Em uma coqueteleira, bata todos os ingredientes junto com o gelo. Faça uma coagem dupla. Sirva em um copo com gelo novo.

Como elevar o seu Caju Amigo em casa

Para garantir um resultado de alta coquetelaria, a base do seu Caju Amigo precisa ser fresca. Stephanie Marinkovic compartilha as etapas para preparar os insumos da receita:

  • A escolha da cachaça: Para o caju brilhar, a escolha do destilado faz toda a diferença. Segundo Ste, o ideal é optar por uma cachaça branca, que tem um perfil sensorial mais neutro e permite que o sabor delicado da fruta apareça mais. Cachaças envelhecidas em Jequitibá Rosa também são uma excelente pedida.
  • O suco fresco: Bata o caju in natura (sem a castanha) no liquidificador, usando exatamente a mesma proporção de água e fruta.
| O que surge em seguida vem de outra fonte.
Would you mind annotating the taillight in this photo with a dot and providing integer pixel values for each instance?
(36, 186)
Em seguida, coe o líquido e armazene sob refrigeração.
  • A calda artesanal: Corte 1 kg de caju em fatias. Leve ao fogo com proporções iguais de açúcar e limão e cozinhe por cerca de 30 minutos. É possível adicionar especiarias ao seu gosto pessoal durante a fervura. Após cozida, coe a calda, espere resfriar e guarde na geladeira para usar nos seus coquetéis.